La belle dit : " C’est aussi mon projet ;
Un désir vif dès longtemps me chatouille
De contempler la cour de Charles sept,
Sa cour si belle, en héros si féconde,
Sa tendre Agnès, qui gouverne son cœur,
Sa fière Jeanne, en qui valeur abonde.
Mon cher amant, mon cher libérateur,
Me conduiraient jusques au bout du monde.
Mais sur le point d’être cuite en ce lieu,
En récitant ma prière secrète,
Je fis tout bas à la Vierge un beau vœu
De visiter sa maison de Lorette,
S’il lui plaisait de me tirer du feu.
Tout aussitôt la mère du bon Dieu
Vous députa sur votre âne céleste ;
Vous me sauvez de ce bûcher funeste,
Je vis par vous : mon vœu doit se tenir,
Sans quoi la Vierge a droit de me punir.



— Votre discours est très-juste et très-sage,
Dit La Trimouille ; et ce pèlerinage
Est à mes yeux un devoir bien sacré ;
Vous permettrez que je sois du voyage.
J’aime Lorette, et je vous conduirai.
Allez, Dunois, par la plaine étoilée,
Fendez les airs, volez aux champs de Blois ;
Nous vous joindrons avant qu’il soit un mois.

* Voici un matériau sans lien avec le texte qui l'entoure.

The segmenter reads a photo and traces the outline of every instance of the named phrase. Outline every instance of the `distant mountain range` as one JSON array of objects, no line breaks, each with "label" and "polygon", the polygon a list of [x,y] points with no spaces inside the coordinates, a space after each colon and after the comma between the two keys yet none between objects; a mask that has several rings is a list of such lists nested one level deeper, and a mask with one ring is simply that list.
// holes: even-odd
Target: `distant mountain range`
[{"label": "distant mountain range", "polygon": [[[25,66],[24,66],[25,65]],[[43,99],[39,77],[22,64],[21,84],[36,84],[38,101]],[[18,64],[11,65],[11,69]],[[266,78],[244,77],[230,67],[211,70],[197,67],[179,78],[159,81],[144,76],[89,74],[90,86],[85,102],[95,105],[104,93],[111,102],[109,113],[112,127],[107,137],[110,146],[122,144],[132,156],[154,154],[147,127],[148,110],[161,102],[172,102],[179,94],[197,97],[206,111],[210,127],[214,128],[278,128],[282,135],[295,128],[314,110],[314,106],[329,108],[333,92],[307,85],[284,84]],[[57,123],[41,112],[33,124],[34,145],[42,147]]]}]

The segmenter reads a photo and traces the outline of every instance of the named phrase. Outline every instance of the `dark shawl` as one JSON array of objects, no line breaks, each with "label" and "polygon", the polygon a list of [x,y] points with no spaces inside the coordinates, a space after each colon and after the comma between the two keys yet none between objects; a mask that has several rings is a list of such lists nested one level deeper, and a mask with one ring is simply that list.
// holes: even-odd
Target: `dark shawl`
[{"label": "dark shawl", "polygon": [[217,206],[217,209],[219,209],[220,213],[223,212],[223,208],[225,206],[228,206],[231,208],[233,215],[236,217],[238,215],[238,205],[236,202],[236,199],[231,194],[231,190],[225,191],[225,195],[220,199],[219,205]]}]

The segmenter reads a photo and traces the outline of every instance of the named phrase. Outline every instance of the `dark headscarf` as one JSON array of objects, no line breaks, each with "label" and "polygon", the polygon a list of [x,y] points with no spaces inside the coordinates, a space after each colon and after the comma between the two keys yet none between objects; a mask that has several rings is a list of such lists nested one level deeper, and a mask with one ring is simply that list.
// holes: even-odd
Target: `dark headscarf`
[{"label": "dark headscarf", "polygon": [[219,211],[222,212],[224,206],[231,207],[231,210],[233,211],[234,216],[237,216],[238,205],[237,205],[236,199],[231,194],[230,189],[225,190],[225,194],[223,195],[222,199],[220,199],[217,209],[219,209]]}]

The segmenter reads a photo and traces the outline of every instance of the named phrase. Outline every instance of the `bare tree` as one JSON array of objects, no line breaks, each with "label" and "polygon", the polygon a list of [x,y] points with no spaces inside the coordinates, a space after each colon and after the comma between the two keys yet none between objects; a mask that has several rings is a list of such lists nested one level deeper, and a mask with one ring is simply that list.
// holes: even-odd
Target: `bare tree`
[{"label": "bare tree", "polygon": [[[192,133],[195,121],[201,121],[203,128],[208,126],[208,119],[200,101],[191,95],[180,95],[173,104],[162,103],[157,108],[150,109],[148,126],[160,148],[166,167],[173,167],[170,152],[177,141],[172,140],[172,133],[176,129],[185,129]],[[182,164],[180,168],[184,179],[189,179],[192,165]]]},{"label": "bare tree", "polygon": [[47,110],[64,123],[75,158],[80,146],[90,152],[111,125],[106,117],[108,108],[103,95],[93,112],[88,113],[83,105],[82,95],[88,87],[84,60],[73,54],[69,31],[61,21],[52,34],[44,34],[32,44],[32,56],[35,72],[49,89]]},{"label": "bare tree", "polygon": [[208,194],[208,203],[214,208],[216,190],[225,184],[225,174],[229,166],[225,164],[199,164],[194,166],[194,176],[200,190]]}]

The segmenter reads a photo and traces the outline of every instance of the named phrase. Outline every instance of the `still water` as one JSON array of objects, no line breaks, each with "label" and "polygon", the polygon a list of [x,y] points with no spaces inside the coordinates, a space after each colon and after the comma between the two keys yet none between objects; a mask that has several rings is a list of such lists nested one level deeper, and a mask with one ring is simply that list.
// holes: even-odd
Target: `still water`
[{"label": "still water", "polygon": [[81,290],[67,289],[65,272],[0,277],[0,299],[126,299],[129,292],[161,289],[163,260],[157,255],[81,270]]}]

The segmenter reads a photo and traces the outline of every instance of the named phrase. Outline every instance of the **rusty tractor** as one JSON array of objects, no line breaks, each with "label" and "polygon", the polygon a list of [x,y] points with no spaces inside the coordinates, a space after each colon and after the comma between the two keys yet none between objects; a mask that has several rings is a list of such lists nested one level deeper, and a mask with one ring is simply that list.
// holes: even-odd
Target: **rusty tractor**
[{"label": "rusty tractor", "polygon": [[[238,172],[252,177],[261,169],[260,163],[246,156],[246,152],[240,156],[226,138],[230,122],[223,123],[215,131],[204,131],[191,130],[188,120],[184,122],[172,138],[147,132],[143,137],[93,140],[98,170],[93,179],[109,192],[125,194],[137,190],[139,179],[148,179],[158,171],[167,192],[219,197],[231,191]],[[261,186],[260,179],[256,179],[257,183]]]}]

Et vous, madame, à Lorette appelée,
Venez remplir votre vœu si pieux ;
Moi j’en fais un digne de vos beaux yeux :
C’est de prouver à toute heure, en tous lieux,
A tout venant, par l’épée et la lance,
Que vous devez avoir la préférence
Sur toute fille ou femme de renom ;
Que nulle n’est et si sage et si belle. "
Elle rougit. Cependant le grison
Frappe du pied, s’élève sur son aile,
Plane dans l’air, et, laissant l’horizon,
Porte Dunois vers les sources du Rhône.